Le Musée restaure alors ses fondements, se reconfigure en imprimante au service d’une production éditoriale affranchie des impératifs d’efficacité et de productivité.
La Maison de Papier est l’exposition clôturant le temps de résidence de Charlie Chine et se déploie en deux lieux très différents. Le Musée-atelier assume sa dimension patrimoniale en accueillant, pour l’occasion, la version 6 du Métier à copier, spécialement conçue pour la résidence AZERTY, les planches du journal, ainsi que d’autres traces : gestes, matières, outils, comme les témoins de ce mois et demi de résidence.
Le Blockhaus, quant à lui, abrite une installation in situ. Charlie Chine y déploie sa manufacture dans laquelle elle est l’artiste, ouvrière intervenant à chaque étape d’exécution.
Le Salon de lecture déploie un environnement cosy, propice à la lecture des archives des Chroniques du Réel disposées sur des porte-journaux.
Le Métier à copier n°2, présenté sous sa forme étendue déroule les chroniques, tel un fil d’actualité. L’Atelier de fabrication de la brique agit comme une forme de la mémoire. Ruines ou construction naissante, ces briques sont les résidus de la production de l’artiste, consciente d’une nécessité de reconstruire sur la base de ses propres déchets.

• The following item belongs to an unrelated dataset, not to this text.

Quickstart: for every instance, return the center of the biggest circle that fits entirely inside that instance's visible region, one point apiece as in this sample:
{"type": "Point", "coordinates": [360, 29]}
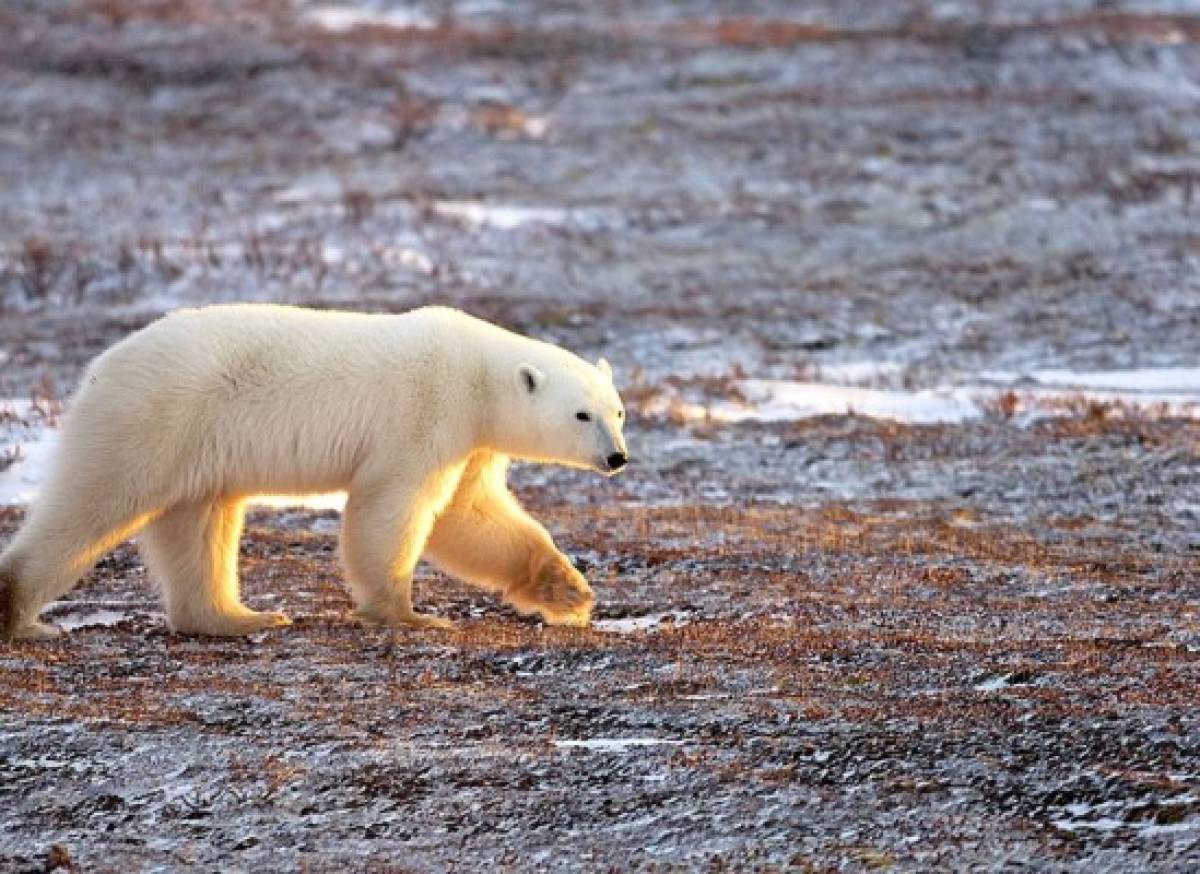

Enfin, la mémoire vive s’active, l’appel à contribution étant lui-même réactivé tous les soirs, de 19h à 19h05, nos chroniques seront imprimées tout au long de l’exposition.
Tour à tour employée du tertiaire, artisane et ouvrière, Charlie Chine avance sur ce mince fil, frontière ténue qui sépare la création artistique et le monde du travail. Pour elle, l’artiste est l’artisan au service de lui-même. Faire œuvre c’est embrasser l’ensemble du contexte en présence pour en révéler la rhétorique poétique à laquelle l’altérité participe autant qu’elle la reçoit.